Catherine Weisz, Ph.D.
Section on Neuronal Circuitry
Porter Neuroscience Research Center, Room 3E-4503
35A Convent Drive
Bethesda, MD 20892
The laboratory of neuronal circuitry (1) investigates the communication between neurons of the auditory system; (2) employs electrophysiology and optical techniques in in vitro preparations to study synaptic transmission between neurons; (3) integrates knowledge of neuronal synaptic inputs with electrical properties to determine the functional properties of neurons of the auditory system; (4) extends knowledge gained from in vitro brain and cochlea preparations to animal models including models of acoustic trauma; and (5) seeks to understand how the interplay between auditory neuronal pathways shapes acoustic perception in both the normal and damaged auditory system.
Dr. Weisz received a B.S. degree in neurobiology from Cornell University, a M.S. in biotechnology from Johns Hopkins University, and a Ph.D. in neuroscience from Johns Hopkins University School of Medicine. Her graduate work involved studies of synaptic inputs and electrical properties of cochlear type II spiral ganglion afferent neurons in the laboratories of Dr. Paul Fuchs and Dr. Elisabeth Glowatzki. Post-doctoral work in the laboratory of Dr. Karl Kandler at the University of Pittsburgh School of Medicine investigated the development of circuits between brainstem neurons involved in sound localization. In 2015, Dr. Weisz moved to the NIDCD, where she became Acting Chief of the Section on Neuronal Circuitry. Dr. Weisz’s laboratory investigates the synaptic transmission and electrical properties of descending neuronal circuitry in the auditory brainstem and cochlea.

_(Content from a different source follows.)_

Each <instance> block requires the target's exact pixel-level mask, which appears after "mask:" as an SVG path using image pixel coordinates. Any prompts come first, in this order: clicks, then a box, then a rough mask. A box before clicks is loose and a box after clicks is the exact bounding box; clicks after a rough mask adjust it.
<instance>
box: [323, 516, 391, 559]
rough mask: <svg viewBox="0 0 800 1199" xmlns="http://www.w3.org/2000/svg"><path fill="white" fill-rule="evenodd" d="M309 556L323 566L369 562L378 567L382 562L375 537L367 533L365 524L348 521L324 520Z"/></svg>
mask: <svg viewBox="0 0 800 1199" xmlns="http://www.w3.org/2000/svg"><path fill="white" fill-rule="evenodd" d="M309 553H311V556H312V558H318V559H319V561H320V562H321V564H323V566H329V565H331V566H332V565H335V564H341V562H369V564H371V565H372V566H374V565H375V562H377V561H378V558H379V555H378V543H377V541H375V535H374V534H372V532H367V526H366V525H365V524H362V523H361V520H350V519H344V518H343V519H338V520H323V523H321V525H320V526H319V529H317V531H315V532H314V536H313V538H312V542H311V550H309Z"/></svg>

Martinez-Monedero R, Liu C, Weisz C, Vyas P, Fuchs PA, Glowatzki E. GluA2-Containing AMPA Receptors Distinguish Ribbon-Associated from Ribbonless Afferent Contacts on Rat Cochlear Hair Cells. eNeuro. 2016;3(2).
Weisz CJ, Rubio ME, Givens RS, Kandler K. Excitation by Axon Terminal GABA Spillover in a Sound Localization Circuit. J Neurosci. 2016;36(3):911-25.
Sturm JJ, Weisz CJ. Hyperactivity in the medial olivocochlear efferent system is a common feature of tinnitus and hyperacusis in humans. J Neurophysiol. 2015;114(5):2551-4.